Now Dassault has used old blueprints and photographs, as well as sonar scans of hundreds of sunken ships and other structures off the Normandy coast, to unveil the remarkable military technologies developed by Beckett’s father and other innovative thinkers.
“We wanted to give a tribute to those engineers,” said Mehdi Tayoubi, director of the Dassault Institute.
For the longtime narrator of “Nova,” Peter Thomas, the D-day episode is like no other.
“They called and asked me to do it, and it was a great honor for me,” said Thomas, a World War II veteran who went ashore at Normandy on the day after the opening assault.
For centuries, nations have used ships to land invading armies on their enemies’ shores, but the Normandy landing was by far the largest such attack ever mounted. On June 6, 1944, about 160,000 American, British, and Canadian soldiers went ashore at Normandy, transported and supported by a fleet of 5,000 ships and 13,000 aircraft.
Hundreds of the ships were “Higgins boats,” slow-moving plywood craft that delivered troops and vehicles to the beaches. The Higgins boats had distinctive flat bows that opened like ramps, so that those on board could get ashore in seconds. This gave them a better chance of surviving the intense machine gun and artillery fire from the German defenders. Supreme Allied Commander Dwight D. Eisenhower said the Higgins boats “won the war for us.”
The few Normandy landing craft that remain have undergone major alterations.
“You don’t have a 100 percent original Higgins boat,” Tayoubi said.
So his team digitally reconstructed them, using old blueprints, photographs, and the memories of people who sailed aboard them.
The Dassault team used similar techniques to create a virtual version of the Waco glider, a flimsy unpowered plane designed to be towed behind a military aircraft.
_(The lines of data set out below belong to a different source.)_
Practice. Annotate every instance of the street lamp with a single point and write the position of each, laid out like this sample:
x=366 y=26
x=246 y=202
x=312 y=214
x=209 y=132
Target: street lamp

Dozens of Wacos glided deep into German-occupied territory in the predawn hours of June 6. They were packed with vehicles, antitank guns, and hundreds of airborne troops.
John McManus, professor of US military history at the Missouri University of Science and Technology in Rolla, said riding a Waco was an unusually perilous assignment. “It’s extraordinarily dangerous,” McManus said. “You’re basically going to land out of control.”
But the troops on those gliders were vital to the invasion’s success. They seized key roads and bridges, preventing the Germans from sending reinforcements to the beaches.
The biggest digitization project featured an obscure but crucial military innovation: two mobile harbors, codenamed “Mulberry.” They were constructed in secret, then towed to Normandy and assembled in the days after the invasion. Though the allies had not seized a French seaport, with these Mulberry harbors the could offload thousands of tons of supplies and quickly secure the Normandy beachhead.
“If those heroes had conquered the beach on June 6 and we’d had no way of supporting them,” said Doug Hamilton, director of the “Nova” documentary, “the Germans would have pushed them back into the sea.”
The Mulberries provided that crucial support. One of the two harbors, assigned to the American force, was destroyed in a storm two weeks after the invasion. But the second Mulberry, installed and operated by the British, survived the storm and lasted for months, until the allies could seize other ports nearby.
Tayoubi said that Dassault will continue enhancing its simulations of World War II technologies.
For example, it is impossible to fully appreciate the sophistication of a Mulberry harbor on a flat TV screen. So Dassault engineers plan to develop a simulation that will use the new Oculus Rift virtual reality headset. A viewer will be able to virtually stroll along the harbor and see a 360-degree view of the giant structure by turning his head.
“We don’t want to stop here,” Tayoubi said. “We have to invent new ways to understand the industrial past, and to digitize it.”